Significance of nanoparticles concentration for heat and mass transfer of Ellis fluid dynamics across a stretching wall

The study of thermal energy transmission in nanofluid flows is crucial due to its extensive applications in industrial and biomedical fields. However, limited research exists on the behavior of Ellis nanofluid over a stretching surface, particularly under the combined influences of heat generation, magnetic fields, and buoyancy forces. This research addresses this gap by investigating the flow and thermal characteristics of Ellis nanofluids using a nonlinear partial differential equation (PDE)-based framework. Through similarity transformations, the boundary layer equations are reduced to a system of nonlinear ordinary differential equations (ODEs), which are numerically solved using the Runge-Kutta method. Novel insights into the effects of various physical parameters-such as the mixed convection parameter, heat generation coefficient, magnetic parameter, and Prandtl number-on velocity, temperature, and concentration distributions are presented.

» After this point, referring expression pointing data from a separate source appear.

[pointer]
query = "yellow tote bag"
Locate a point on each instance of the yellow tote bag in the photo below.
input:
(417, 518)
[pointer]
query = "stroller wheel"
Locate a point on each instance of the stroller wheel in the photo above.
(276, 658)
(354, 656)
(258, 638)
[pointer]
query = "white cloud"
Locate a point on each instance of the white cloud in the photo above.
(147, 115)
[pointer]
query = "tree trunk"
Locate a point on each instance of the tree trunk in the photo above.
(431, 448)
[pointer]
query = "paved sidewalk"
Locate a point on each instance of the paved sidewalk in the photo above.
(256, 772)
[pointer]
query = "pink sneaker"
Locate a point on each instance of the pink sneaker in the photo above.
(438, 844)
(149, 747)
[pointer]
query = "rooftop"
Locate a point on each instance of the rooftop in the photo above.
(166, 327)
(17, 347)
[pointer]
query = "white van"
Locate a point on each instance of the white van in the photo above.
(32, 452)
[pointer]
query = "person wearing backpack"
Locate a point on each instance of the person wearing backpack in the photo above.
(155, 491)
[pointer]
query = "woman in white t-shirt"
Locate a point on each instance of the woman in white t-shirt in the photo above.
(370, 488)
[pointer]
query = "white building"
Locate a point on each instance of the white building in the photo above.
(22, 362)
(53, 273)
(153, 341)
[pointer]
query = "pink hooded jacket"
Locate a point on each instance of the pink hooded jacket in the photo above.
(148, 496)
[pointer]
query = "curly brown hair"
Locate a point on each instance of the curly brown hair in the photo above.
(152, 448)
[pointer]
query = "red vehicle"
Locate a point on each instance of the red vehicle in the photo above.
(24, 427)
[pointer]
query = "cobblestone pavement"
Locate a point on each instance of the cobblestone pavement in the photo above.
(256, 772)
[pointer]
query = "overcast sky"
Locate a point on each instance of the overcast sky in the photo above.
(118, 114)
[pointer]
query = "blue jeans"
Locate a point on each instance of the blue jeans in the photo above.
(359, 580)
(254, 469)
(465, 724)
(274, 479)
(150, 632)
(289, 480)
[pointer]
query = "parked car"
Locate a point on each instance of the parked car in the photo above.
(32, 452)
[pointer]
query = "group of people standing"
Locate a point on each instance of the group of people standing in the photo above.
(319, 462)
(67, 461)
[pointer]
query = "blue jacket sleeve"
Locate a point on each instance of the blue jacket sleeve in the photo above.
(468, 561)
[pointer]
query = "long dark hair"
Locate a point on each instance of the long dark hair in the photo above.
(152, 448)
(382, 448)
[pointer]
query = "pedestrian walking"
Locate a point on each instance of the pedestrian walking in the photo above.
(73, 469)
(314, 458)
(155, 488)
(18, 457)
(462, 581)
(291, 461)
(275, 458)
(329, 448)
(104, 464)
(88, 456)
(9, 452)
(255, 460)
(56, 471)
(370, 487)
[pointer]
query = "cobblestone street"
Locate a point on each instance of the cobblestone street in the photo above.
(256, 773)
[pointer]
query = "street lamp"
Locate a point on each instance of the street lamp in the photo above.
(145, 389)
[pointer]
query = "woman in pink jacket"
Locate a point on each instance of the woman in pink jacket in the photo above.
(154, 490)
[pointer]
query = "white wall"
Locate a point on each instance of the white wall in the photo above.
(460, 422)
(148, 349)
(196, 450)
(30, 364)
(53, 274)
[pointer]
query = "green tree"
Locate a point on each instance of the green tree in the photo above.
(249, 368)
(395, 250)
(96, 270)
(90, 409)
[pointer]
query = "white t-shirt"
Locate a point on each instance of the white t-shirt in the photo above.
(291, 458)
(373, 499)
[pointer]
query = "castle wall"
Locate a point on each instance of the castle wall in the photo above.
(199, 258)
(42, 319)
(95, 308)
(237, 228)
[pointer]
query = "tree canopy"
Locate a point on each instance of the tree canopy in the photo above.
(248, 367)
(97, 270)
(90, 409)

Key findings indicate that fluid velocity initially increases with heat generation, magnetic field strength, and buoyancy forces but decreases with a higher Prandtl number. The multifunctional properties of Ellis nanofluids, including enhanced heat transfer and lubrication, make them valuable in real-world applications, such as drug delivery systems, diagnostic imaging, solar thermal technologies, hyperthermia cancer treatments, and advanced thermal management systems. These findings offer practical insights for optimizing nanofluid performance in diverse technological and biomedical applications.